Theodore Auguste RIBOT

St. Nicolas d'Attez 1823 - Colombes 1891

Biography



A leading member of the Realist movement in France, Théodule-Augustin Ribot seems to have had relatively little formal training, although he worked briefly as an assistant to the painter Auguste-Barthelémy Glaize. He began his career as an artisan and gilder, but by the late 1850’s had begun to paint still life and kitchen subjects, usually working at night by candlelight. He first exhibited at the Salon in 1861, showing small-scale kitchen scenes and still life subjects that display the particular influence of the work of François Bonvin. His paintings were soon acquired by collectors, and he achieved a measure of success, winning medals at the Salons of 1864 and 1865 and again in 1878. Ribot was one of the founders of the Salon du Champ de Mars, along with Henri Fantin-Latour, James McNeill Whistler and Alphonse Legros, and was also a member of the Société des Aquafortistes.
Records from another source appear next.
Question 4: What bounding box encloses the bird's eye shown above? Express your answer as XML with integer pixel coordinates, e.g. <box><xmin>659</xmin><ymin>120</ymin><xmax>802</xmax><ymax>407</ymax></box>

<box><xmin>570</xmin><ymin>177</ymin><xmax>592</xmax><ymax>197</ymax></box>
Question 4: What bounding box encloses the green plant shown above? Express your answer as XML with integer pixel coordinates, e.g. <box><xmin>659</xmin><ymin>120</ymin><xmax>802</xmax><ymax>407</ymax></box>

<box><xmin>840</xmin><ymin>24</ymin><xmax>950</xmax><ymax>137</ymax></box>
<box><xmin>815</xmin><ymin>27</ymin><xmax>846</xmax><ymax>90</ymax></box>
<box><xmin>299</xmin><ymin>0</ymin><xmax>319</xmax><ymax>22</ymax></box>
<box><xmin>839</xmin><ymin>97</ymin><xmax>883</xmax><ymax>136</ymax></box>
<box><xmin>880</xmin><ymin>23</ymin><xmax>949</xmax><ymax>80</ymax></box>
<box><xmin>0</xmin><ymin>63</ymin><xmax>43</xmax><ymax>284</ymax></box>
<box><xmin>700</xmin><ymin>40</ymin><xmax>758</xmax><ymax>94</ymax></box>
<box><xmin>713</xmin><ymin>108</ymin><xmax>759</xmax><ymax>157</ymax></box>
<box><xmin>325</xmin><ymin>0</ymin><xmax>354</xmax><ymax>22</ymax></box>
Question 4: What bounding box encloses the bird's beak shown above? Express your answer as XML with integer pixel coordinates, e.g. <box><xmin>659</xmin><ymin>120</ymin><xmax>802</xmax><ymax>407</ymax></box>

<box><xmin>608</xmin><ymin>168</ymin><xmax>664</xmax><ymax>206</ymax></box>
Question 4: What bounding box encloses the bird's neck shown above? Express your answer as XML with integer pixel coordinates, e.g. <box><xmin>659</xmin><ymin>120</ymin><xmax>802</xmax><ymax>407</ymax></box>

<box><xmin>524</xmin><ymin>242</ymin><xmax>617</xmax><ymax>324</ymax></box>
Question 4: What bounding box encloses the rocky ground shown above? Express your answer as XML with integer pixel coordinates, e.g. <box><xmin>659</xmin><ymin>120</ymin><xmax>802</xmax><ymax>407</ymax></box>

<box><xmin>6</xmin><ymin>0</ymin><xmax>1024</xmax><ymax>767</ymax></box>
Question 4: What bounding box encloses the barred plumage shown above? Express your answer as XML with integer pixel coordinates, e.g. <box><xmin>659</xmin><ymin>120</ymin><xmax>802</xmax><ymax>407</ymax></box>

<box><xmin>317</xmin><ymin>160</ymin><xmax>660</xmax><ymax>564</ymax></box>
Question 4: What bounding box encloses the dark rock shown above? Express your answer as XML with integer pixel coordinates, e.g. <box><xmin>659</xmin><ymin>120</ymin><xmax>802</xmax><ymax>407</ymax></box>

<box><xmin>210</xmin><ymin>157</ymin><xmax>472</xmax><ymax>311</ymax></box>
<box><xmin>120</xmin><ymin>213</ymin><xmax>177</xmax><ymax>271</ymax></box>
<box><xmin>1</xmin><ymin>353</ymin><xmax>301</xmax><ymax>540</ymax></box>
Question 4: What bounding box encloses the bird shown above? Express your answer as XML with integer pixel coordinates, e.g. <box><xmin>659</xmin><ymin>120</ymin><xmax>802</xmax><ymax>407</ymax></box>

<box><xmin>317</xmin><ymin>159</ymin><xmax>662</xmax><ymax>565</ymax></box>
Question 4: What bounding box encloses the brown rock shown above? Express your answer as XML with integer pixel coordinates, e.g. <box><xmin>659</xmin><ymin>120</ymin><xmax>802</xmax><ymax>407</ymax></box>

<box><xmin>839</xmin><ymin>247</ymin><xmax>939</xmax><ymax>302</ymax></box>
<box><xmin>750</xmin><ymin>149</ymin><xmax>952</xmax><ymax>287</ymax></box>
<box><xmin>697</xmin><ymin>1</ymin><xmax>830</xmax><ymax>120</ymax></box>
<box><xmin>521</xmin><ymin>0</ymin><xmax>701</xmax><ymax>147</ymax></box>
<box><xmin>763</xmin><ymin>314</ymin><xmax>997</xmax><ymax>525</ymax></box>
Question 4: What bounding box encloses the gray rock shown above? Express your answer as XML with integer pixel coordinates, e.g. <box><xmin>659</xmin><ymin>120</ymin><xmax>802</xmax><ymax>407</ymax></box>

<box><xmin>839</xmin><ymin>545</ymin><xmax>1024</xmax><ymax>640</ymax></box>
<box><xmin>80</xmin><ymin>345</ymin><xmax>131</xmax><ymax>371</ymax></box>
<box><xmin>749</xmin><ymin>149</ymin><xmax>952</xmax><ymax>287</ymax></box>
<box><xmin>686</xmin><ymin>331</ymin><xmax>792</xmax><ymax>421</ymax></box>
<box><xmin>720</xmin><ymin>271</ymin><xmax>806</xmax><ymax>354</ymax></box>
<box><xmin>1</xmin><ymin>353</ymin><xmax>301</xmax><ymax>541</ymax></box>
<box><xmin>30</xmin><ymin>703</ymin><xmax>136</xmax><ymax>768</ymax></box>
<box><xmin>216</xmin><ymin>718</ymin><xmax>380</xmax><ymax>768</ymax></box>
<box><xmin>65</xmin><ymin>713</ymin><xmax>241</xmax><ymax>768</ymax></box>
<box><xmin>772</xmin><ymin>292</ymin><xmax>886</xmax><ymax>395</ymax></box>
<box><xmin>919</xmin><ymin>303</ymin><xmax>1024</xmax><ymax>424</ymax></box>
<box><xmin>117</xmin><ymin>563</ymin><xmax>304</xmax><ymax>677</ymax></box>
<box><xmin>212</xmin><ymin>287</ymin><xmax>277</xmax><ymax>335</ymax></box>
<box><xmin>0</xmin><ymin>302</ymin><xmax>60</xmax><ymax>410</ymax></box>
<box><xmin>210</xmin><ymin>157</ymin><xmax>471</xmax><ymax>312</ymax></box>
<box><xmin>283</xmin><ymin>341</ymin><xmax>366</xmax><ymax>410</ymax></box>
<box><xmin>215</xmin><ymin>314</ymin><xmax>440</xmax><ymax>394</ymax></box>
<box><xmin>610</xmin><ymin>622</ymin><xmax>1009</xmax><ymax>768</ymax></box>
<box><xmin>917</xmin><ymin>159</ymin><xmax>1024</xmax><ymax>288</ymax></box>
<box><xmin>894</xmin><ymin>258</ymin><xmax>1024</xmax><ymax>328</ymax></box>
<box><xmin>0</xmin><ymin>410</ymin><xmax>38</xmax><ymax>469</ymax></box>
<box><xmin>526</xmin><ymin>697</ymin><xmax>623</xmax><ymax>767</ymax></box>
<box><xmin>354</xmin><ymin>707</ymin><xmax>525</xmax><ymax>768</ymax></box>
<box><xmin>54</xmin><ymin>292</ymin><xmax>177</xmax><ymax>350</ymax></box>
Much of his oeuvre is made up of humble genre scenes and depictions of the working classes of Paris, often using members of his family as models, and inspired by the example of Bonvin and such earlier artists as Jean-Baptiste-Siméon Chardin and the Dutch and Spanish genre painters of the 17th century. Much admired by his fellow artists, Ribot was presented in 1884 with a medal by a group of his friends (including Fantin-Latour, Claude Monet, Jules Bastien-Lepage and Jean-François Raffaelli) which was inscribed simply ‘A Théodule Ribot, le peintre indépendant’.